Hysterical, Liz ran back to her friend’s place. Walter, tall and consoling, offered to help. Walking back to Liz’s, where Walter buried the dog in a shoebox in the yard, he told her that-what a coincidence!-the week before, he had run over a puppy. They bonded over dog tragedies and soon after married. They’re still together. Walter even bought Liz a toy poodle to replace the one she accidentally killed. (Unfortunately, they left this poodle unattended in a room with a rottweiler, which did not bode well for the smaller pooch, ultimately convincing the family to stop adopting little curly dogs.)
My final stop was a suburban Dallas library, where I was not invited to read, but to stand around a table filled with my books (of which I did not sell one) and chat with a crowd that failed to materialize. Unless you count the other authors who, with no one else to talk to, heaped upon one another the stories they had come to tell non-existent fans.

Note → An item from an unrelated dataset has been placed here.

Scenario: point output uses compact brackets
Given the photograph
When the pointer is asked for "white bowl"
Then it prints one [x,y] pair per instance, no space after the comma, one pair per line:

One woman told me all about her book of morning meditations, and her mission, with her husband, to bring the Lord to prisoners. Then I was blindsided by a juicy authoress who gushed about how she and her husband co-wrote kids’ books and cookbooks and inspirational romances and antique books, as if writing were as easy as crapping after a big bowl of chili-you’re never sure what form it will take, but something will pop out if you just sit still for a minute. (I eavesdropped while this woman’s husband told another author the secret method he and his wife used to collaborate: “She adds the sensory details and makes sure there’s no redundancy. She makes the women sound like women.”)
Another woman approached me as she, her husband, and their grandson entered the room weighted down with books they wouldn’t sell, either. “My husband didn’t know he was an author, but the Lord inspired him,” she confided, describing his daily home dialysis and how it’s different than at the clinic and how the fluid she deals with isn’t blood but “looks more like IV liquid.”
When another author pressed upon me some cheesy opening poem from his book, I couldn’t take it anymore. I smiled and nodded. Inwardly I became a total snot, telling myself I am so much better than these people and asking myself where I went wrong. I didn’t like this about myself, that my inner judge had come thrashing to the surface, but by then I was beyond worn out from so many miles driven, so many books unsold, and so many other people’s stories heaped on me like too much gravy on a chicken fried steak.
But wait. Can you ever really have too much gravy? I mean, aside from the fact I’ve never eaten a chicken-fried steak, I have to admit in the end that all we have are our stories. Of course we want to tell them. Of course we hope others will listen.
Spike Gillespie is an Austin writer. Her latest book, Quilty as Charged: Undercover in the Material World, about contemporary quilting, will be released in the fall by University of Texas Press. She’s planning a tour to visit every single quilt maker in America-all 27 million of ’em.